Building the Book of Hours

In Memory of Elizabeth Jennings (1926-2001)

 

In every note the shadows are at work.

The hours crowd like moonlight at the door. 

I seek to make a music of the dark. 

 

Deep as ships, this solitude by which I mark 

the days. The poems begin to rise, like water. 

In every note the shadows are at work.

 

Something in me foresees the stark 

contours of my own portrait, the hunger and the fear.

I seek to make a music of the dark.

 

For art, I turn to the blackbird and the lark,

singing at dusk, voices lifted by desire.

In every note their shadows are at work.

 

I must forget familiar spaces, this arc 

of starlight I call to, the echo I wait for. 

I must make a music of the dark.

 

I long for kinds of quiet that lurk 

beyond the page. Words can bring the silence near.

In every note the shadows are at work.

I seek to make a music of the dark.

 

 

Black Swans

In Memory of Michael Hartnett (1941-1999)

 

To plant in the bitter wind 

a pure note, to make of the gravel-stone 

an oat-seed, golden in the loam.

 

In dim meadows you clicked 

your tongue, and the black swans 

of dialect came with their webbed feet 

and ancient wings, dappling 

the waters. 

 

You tapered too, thirsting, 

between river-bank and the deep, 

terrible currents, and the birch tree 

murmured from the sap against 

your steadied palm. 

 

Now we also strain to walk 

the old ways, among the reeds 

and rugged pools 

where once your shadow 

wavered; to find 

 

in the hardened earth

a dark space, from which 

a white flower 

may grow.

 

 

Cathedrals 

In Memory of Edith Sodergrän (1892-1923)

 

My heart’s a wave, blue and breaking on the shore. 

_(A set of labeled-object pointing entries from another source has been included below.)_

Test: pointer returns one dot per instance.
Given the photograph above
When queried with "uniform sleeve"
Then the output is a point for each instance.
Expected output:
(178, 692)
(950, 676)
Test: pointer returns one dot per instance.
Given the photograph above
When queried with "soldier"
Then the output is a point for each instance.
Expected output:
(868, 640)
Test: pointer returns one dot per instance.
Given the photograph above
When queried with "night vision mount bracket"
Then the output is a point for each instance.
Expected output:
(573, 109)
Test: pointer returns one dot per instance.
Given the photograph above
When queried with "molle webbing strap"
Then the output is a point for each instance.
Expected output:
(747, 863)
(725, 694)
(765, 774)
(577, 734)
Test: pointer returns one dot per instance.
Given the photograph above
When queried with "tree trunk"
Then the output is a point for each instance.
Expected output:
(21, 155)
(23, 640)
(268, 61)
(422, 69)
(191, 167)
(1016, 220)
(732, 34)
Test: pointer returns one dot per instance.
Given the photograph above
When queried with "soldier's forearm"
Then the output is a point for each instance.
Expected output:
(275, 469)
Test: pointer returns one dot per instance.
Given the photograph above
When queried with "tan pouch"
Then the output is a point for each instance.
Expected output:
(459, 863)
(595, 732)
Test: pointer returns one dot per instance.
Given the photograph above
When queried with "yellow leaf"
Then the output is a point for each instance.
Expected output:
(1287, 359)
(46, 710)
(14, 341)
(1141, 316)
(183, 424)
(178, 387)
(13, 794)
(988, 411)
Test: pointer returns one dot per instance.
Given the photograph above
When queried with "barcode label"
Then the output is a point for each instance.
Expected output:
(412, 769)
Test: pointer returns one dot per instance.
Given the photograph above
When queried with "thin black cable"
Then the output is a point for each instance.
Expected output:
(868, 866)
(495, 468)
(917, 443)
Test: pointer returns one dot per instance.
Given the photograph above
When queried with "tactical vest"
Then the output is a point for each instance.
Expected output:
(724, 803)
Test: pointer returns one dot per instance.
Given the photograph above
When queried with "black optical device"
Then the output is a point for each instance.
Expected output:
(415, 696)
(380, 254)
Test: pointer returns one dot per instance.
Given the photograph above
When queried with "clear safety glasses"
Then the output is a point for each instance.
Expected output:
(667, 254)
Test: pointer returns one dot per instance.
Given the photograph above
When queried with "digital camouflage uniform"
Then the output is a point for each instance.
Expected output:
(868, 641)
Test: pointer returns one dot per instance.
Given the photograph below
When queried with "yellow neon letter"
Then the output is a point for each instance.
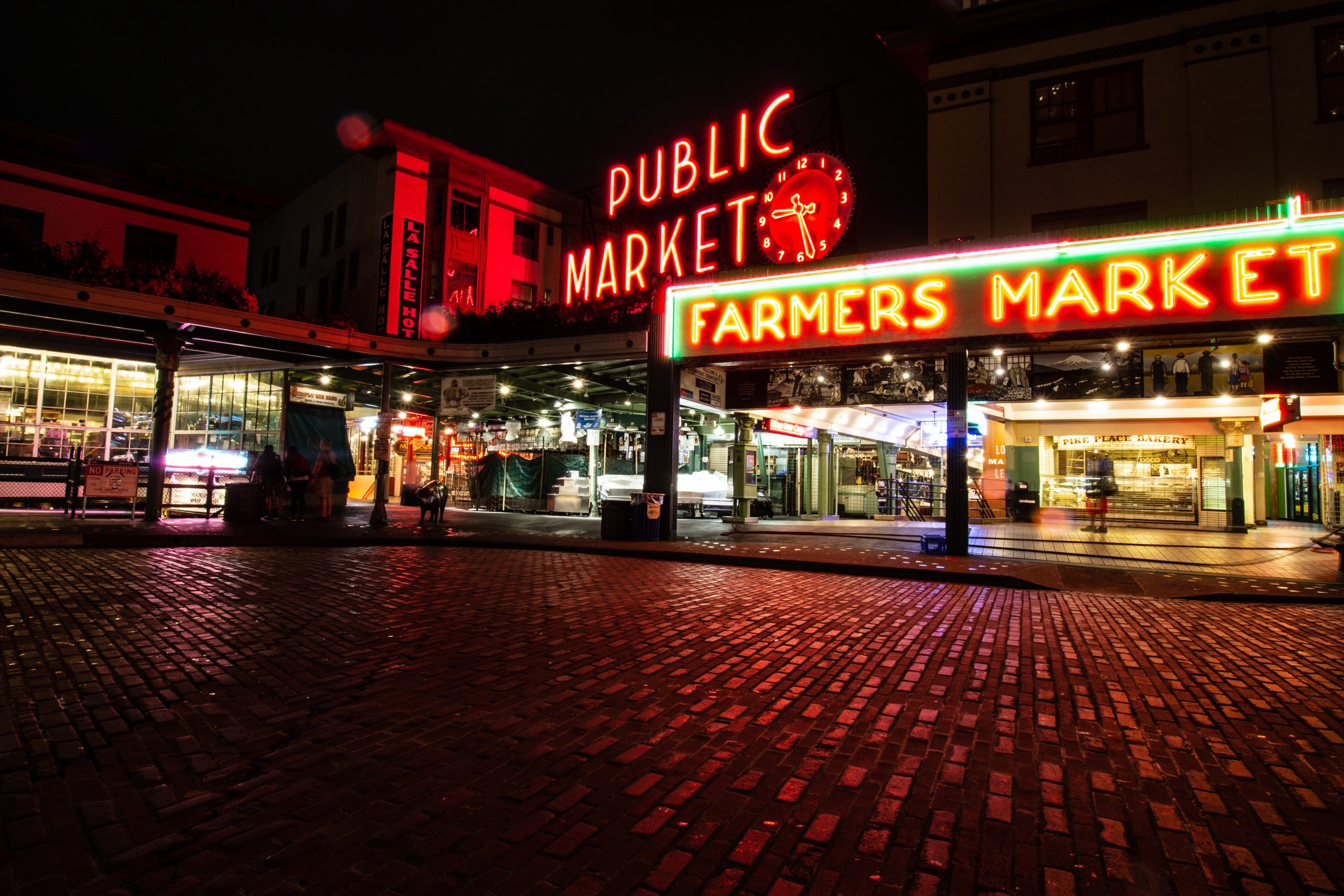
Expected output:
(815, 312)
(932, 304)
(761, 323)
(731, 321)
(1135, 293)
(1311, 254)
(1073, 289)
(1003, 293)
(698, 320)
(878, 311)
(843, 311)
(1242, 279)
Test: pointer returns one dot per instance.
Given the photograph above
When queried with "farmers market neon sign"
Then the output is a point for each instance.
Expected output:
(1284, 268)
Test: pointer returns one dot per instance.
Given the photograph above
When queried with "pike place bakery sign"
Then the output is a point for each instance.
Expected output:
(1100, 442)
(1260, 270)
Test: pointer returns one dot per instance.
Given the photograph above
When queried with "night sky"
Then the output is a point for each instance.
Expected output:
(252, 93)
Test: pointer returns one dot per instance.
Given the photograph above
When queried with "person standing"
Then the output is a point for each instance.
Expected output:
(1206, 373)
(298, 473)
(324, 471)
(272, 473)
(1180, 370)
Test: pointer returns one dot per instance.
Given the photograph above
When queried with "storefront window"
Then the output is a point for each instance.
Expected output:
(229, 412)
(54, 405)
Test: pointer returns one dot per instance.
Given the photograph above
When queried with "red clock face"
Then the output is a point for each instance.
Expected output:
(804, 208)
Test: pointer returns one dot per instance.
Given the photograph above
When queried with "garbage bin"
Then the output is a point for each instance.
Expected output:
(243, 503)
(616, 520)
(646, 516)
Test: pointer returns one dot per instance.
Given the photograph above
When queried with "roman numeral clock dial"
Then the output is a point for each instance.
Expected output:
(804, 210)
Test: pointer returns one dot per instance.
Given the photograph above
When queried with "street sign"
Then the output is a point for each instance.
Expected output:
(111, 481)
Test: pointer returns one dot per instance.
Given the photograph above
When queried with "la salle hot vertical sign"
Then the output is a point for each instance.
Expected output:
(409, 297)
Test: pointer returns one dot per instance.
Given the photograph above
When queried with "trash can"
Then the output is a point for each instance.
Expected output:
(934, 544)
(616, 520)
(243, 503)
(646, 516)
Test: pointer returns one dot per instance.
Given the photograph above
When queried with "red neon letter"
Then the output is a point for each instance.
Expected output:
(701, 246)
(761, 323)
(714, 154)
(740, 229)
(1003, 293)
(606, 270)
(612, 198)
(580, 280)
(1242, 279)
(1311, 254)
(1174, 282)
(680, 162)
(1073, 289)
(667, 248)
(1135, 293)
(891, 311)
(658, 184)
(635, 272)
(742, 141)
(771, 150)
(815, 312)
(731, 321)
(698, 320)
(932, 304)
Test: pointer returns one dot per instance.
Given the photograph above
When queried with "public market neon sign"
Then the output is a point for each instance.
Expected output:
(680, 245)
(1285, 268)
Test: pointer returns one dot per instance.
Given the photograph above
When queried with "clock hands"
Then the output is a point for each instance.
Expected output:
(799, 210)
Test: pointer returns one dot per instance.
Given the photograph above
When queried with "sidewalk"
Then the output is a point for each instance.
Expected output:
(1268, 563)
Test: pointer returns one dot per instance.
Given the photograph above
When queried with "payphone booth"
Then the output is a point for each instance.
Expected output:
(745, 473)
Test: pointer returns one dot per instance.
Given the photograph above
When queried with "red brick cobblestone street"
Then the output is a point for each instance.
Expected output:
(417, 721)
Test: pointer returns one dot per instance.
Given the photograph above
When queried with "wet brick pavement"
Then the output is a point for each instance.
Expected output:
(414, 721)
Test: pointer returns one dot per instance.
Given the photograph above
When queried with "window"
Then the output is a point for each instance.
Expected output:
(1089, 217)
(1088, 113)
(147, 246)
(440, 202)
(19, 227)
(1330, 71)
(460, 285)
(522, 293)
(466, 213)
(338, 284)
(524, 238)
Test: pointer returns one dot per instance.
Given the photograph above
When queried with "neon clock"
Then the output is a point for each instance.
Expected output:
(805, 208)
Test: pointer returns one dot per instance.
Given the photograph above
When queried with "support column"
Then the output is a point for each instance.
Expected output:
(1234, 440)
(956, 511)
(826, 477)
(742, 491)
(383, 449)
(433, 455)
(663, 422)
(167, 361)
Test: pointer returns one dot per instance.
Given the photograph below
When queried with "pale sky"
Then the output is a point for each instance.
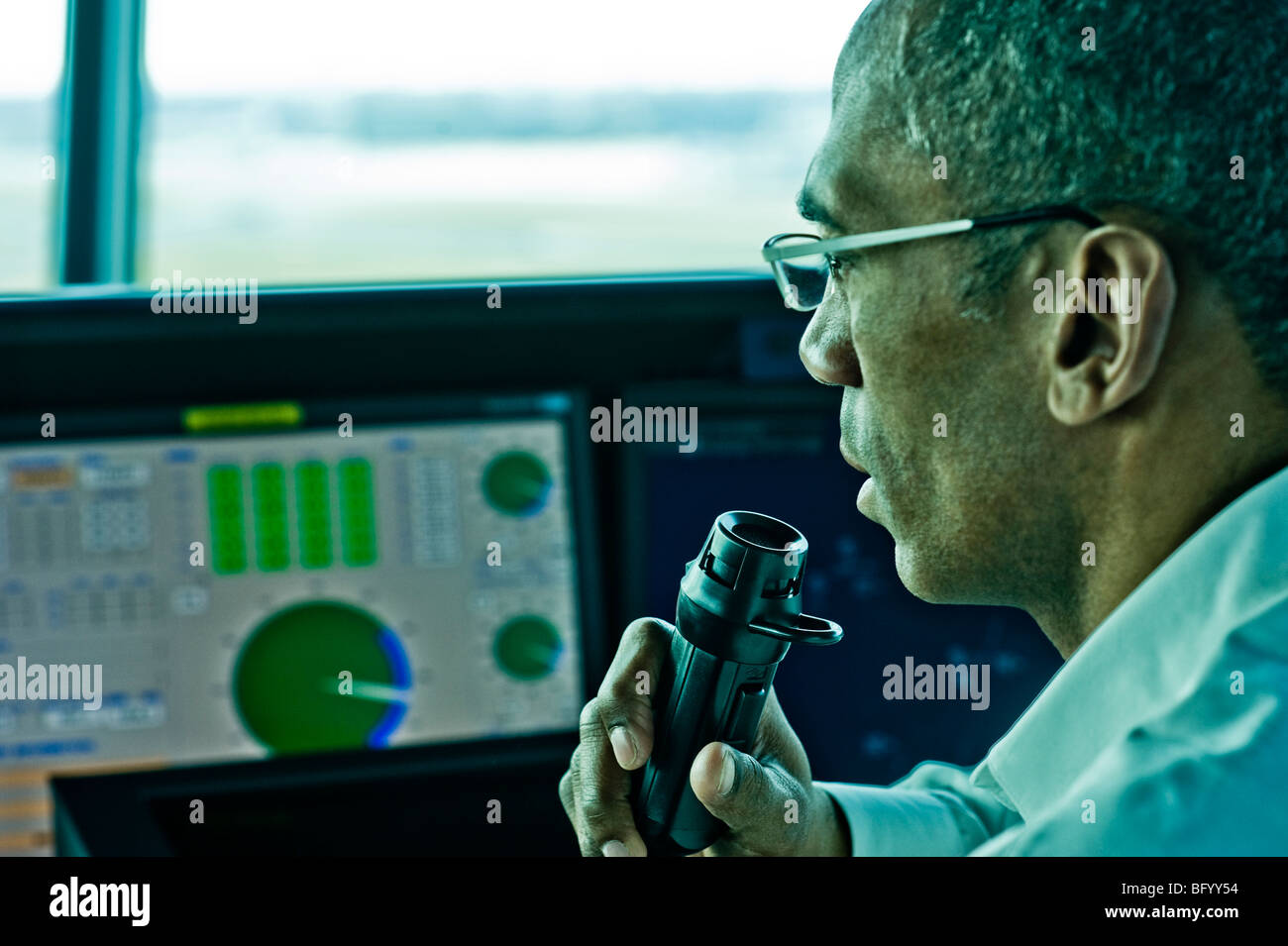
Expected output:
(219, 47)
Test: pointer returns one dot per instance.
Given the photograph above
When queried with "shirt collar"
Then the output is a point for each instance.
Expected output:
(1145, 654)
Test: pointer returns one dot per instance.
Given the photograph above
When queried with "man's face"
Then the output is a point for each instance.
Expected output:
(945, 412)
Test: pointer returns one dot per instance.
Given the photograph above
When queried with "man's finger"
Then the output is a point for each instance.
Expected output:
(625, 697)
(601, 789)
(755, 799)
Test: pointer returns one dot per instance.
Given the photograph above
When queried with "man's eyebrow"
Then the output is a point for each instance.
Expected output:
(811, 209)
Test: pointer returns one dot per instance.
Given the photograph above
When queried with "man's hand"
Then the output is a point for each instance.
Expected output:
(769, 799)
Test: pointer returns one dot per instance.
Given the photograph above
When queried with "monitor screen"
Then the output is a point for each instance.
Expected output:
(776, 451)
(193, 598)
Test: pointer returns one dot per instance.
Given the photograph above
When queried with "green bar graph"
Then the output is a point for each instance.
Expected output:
(313, 514)
(357, 512)
(227, 519)
(268, 499)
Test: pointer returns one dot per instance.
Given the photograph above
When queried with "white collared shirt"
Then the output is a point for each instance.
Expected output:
(1166, 732)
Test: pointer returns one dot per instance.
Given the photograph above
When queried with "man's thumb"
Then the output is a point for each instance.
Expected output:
(734, 787)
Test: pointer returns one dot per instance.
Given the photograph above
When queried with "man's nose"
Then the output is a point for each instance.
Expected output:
(825, 349)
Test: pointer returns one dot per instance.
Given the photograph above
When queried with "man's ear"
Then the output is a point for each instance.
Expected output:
(1109, 328)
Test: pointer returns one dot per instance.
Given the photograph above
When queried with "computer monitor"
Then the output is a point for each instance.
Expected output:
(286, 579)
(774, 450)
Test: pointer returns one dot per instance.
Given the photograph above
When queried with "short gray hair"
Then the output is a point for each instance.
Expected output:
(1150, 119)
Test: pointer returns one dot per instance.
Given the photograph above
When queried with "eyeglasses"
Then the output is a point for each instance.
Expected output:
(804, 280)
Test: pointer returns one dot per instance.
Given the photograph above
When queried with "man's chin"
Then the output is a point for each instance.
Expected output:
(934, 581)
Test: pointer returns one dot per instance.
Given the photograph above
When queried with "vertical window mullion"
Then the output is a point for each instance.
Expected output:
(101, 139)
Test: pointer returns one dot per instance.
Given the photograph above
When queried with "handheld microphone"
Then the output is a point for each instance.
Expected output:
(738, 611)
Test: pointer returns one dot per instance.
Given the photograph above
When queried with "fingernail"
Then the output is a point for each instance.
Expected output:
(726, 773)
(623, 745)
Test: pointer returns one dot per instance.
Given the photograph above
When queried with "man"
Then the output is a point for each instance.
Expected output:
(1109, 460)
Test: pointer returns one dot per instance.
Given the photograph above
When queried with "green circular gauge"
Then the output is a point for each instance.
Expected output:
(527, 648)
(516, 482)
(290, 683)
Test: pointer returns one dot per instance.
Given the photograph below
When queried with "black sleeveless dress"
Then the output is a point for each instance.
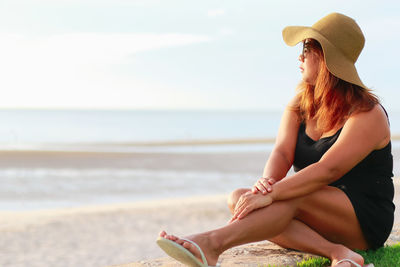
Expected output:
(369, 185)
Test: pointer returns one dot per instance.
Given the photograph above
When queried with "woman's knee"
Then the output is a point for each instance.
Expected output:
(234, 196)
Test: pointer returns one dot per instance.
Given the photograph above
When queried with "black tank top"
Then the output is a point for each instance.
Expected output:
(377, 167)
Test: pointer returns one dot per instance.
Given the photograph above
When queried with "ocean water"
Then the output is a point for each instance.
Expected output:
(44, 187)
(35, 129)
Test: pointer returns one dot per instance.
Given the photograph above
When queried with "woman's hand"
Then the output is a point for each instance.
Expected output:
(249, 202)
(263, 185)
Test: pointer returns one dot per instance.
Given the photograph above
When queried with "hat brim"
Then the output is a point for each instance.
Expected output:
(337, 63)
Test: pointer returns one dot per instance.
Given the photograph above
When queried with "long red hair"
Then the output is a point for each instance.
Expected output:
(331, 100)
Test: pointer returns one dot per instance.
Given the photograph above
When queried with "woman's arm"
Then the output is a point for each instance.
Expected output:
(361, 134)
(282, 155)
(281, 158)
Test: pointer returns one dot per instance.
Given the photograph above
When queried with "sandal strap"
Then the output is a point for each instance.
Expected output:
(203, 258)
(351, 261)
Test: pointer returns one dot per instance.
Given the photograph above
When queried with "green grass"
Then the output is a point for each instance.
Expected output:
(388, 256)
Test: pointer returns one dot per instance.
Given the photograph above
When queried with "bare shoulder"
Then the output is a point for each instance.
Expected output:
(373, 125)
(376, 116)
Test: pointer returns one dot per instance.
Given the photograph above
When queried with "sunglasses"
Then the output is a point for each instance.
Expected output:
(309, 46)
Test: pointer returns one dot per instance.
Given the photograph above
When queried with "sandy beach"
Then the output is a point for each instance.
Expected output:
(113, 234)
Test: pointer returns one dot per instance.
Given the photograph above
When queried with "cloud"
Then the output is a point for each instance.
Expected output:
(216, 12)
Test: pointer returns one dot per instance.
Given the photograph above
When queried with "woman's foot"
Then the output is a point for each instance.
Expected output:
(205, 242)
(344, 253)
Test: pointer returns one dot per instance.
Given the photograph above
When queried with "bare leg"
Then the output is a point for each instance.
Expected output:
(327, 211)
(300, 236)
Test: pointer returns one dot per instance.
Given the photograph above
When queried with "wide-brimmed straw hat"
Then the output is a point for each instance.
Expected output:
(341, 39)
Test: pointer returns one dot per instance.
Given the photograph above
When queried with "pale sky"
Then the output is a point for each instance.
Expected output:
(176, 54)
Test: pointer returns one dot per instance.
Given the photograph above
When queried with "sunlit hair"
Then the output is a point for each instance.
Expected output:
(331, 100)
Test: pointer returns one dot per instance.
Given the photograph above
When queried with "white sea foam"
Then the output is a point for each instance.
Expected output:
(39, 188)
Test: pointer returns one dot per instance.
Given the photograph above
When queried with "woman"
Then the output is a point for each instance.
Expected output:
(336, 136)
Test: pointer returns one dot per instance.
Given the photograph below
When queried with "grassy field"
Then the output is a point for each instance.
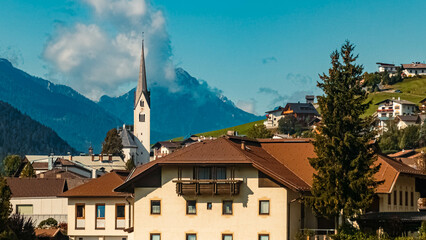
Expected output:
(413, 90)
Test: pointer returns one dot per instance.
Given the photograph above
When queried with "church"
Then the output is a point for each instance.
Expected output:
(136, 143)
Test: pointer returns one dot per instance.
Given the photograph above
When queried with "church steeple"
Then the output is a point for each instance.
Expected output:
(142, 87)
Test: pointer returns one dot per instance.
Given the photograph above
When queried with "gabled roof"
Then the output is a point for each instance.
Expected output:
(230, 153)
(36, 187)
(407, 118)
(301, 108)
(127, 139)
(414, 65)
(100, 187)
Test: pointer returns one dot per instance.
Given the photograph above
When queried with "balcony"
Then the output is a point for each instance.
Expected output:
(207, 187)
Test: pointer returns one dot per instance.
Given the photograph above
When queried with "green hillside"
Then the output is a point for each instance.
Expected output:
(412, 89)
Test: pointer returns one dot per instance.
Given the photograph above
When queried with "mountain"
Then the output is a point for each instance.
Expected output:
(19, 134)
(193, 108)
(77, 119)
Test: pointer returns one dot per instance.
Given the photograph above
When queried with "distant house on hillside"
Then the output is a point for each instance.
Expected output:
(388, 67)
(403, 121)
(415, 68)
(303, 112)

I go from the woods to hear the water’s song;

I will bake cathedrals from the sullen air.

 

The clear, rain-rippled music of the river 

runs like blood or breath, keeping me strong. 

My heart’s a small wave, breaking on the shore.

 

Sometimes trees on the dark banks murmur, 

footsteps in the long grasses begin to sing:

I will bake cathedrals from the sullen air. 

 

A flood of moonlight across the page; what more 

is there in this shadow-world, than longing?

My heart’s a wave, blue and breaking on the shore.

 

Still as stone, I cast my hand into the water. 

The alder watches there, as I stray among 

Cathedrals, willed and baked from the sullen air. 

 

The poems are waiting always in that place, where 

the old yearning lives, to love and to belong. 

My heart’s a wave, blue and breaking on the shore. 

I will bake cathedrals from the sullen air.